North Central Junior High in North Liberty is one of those schools. It will serve as the main feeder to the proposed third high school and, in both scenarios, may see expansion in order to house larger enrollment.
“North Central would be expanded as much as is necessary to feed that high school,” said Johnson County Supervisor Rod Sullivan. “We’ve pretty much come to a consensus on that across the board.”
Sullivan said everyone has his or her own idea about where the new high school should be, but there is no specific location planned out at this time.
The committee is not in agreement on other topics such as what to do with Lincoln and Hills elementary schools. Scenario 1D seeks to rebuild a school in Hills, and restore Lincoln; scenario 4C seeks the closure of both.
Some community members in attendance felt uncomfortable with the committee’s approach in shortening the list of scenarios. One parent, Janet Clark, said she thought the committee was struggling with the task at hand.
“While I appreciate the committee’s work, I am not sure their collective opinions are representative of our community,” Clark said. “Tonight it felt to me like they were a bit lost discussing details and changes to the scenarios which haven’t been endorsed by the community at large.”
Another parent, Paul McLaughlin, said he felt the scenarios do not reflect true public input. He was also troubled by the committee’s methods of attaining data and believes the scores for the administrative workshops need to be weighted correctly.
“The statistician in me is just cringing at the way they crunch those numbers,” he said.
McLaughlin said the committee is concerning itself with statistics that have to do strictly with how the building is educationally adequate, not how the facility, with its staff and students, is educationally adequate.
“That’s a big difference in my mind,” he said. “It’s almost as if the numbers can be fudged and made up, and be just as accurate.”

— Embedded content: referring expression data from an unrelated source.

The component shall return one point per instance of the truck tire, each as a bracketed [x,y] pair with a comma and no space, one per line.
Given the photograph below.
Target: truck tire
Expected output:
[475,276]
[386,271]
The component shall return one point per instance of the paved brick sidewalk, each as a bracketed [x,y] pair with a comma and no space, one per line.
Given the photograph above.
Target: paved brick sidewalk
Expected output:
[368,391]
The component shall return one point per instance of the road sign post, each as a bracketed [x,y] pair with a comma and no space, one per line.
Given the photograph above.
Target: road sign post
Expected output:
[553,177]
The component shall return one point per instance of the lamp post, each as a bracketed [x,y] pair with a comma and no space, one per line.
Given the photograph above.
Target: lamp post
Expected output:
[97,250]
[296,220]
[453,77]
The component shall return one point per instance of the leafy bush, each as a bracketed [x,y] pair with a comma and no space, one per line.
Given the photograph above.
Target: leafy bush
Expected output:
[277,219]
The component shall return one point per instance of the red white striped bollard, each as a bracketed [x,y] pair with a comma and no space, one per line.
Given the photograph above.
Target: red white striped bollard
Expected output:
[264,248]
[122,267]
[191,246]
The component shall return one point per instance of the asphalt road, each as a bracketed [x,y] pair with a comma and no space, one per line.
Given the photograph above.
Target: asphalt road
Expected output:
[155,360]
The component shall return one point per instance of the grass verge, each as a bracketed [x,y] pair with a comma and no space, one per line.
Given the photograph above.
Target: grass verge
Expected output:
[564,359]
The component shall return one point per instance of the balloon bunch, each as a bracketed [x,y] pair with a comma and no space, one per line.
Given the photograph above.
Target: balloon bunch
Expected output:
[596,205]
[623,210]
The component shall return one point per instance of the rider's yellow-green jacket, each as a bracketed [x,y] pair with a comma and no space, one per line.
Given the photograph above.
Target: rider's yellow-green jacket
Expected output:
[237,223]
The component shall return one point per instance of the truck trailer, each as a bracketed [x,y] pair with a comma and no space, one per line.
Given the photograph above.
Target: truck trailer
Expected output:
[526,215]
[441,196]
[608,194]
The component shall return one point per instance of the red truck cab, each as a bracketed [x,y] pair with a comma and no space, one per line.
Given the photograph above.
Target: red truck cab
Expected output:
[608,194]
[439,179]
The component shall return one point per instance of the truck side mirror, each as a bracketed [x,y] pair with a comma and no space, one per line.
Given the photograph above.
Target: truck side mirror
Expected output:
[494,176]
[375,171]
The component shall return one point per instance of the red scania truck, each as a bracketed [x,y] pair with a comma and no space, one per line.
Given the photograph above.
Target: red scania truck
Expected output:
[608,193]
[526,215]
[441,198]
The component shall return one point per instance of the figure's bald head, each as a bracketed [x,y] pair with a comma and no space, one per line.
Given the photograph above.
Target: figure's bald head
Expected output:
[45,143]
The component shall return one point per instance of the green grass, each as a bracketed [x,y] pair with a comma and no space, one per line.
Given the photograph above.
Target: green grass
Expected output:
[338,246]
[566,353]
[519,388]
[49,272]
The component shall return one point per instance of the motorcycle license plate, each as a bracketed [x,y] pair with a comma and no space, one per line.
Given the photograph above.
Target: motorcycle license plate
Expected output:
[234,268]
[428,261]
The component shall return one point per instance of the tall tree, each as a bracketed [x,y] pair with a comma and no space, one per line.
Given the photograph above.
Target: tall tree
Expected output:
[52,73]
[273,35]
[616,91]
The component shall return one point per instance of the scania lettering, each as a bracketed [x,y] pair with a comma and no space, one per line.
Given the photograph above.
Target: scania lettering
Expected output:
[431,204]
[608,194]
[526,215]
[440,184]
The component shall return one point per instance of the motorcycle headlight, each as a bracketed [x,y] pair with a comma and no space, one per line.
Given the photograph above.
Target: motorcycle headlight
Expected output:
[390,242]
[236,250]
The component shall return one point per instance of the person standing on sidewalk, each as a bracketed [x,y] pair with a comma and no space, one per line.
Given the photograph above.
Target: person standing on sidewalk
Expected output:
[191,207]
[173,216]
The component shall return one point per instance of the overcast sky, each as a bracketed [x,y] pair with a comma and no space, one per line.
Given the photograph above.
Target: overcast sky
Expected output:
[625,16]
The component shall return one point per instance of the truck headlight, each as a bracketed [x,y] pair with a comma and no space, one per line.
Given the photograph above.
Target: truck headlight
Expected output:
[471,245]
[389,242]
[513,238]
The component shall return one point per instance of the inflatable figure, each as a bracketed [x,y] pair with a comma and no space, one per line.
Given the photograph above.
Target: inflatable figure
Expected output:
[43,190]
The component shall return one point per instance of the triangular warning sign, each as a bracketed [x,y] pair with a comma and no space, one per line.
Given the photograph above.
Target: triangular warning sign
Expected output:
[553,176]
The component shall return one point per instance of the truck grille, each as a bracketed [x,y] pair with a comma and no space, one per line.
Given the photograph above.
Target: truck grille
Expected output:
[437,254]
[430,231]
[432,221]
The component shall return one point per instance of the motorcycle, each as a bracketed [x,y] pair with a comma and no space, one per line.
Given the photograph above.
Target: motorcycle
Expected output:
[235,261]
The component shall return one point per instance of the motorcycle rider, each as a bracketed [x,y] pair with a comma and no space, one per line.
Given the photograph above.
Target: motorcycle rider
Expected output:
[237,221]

Sullivan sensed the public atmosphere during the meeting and said he understands that some people are upset with the way the committee is moving forward.
“I feel as though there is some tension between public opinion and what the staff and experts want, but you’re always going to have some of that,” he said. “By and large the committee has agreed on most things and come up with recommendations that are going to be acceptable to most of the public.”
The school board will mull over the outcome of the district’s 10-year plan at its meeting on July 9, where the committee will present both scenarios. Although this was the facility steering committee’s final meeting, the board will continue to discuss more changes over the next month.
“I would advise people to pay attention and make sure that they are OK with what’s being proposed,” Sullivan said. “And if not, weigh in.”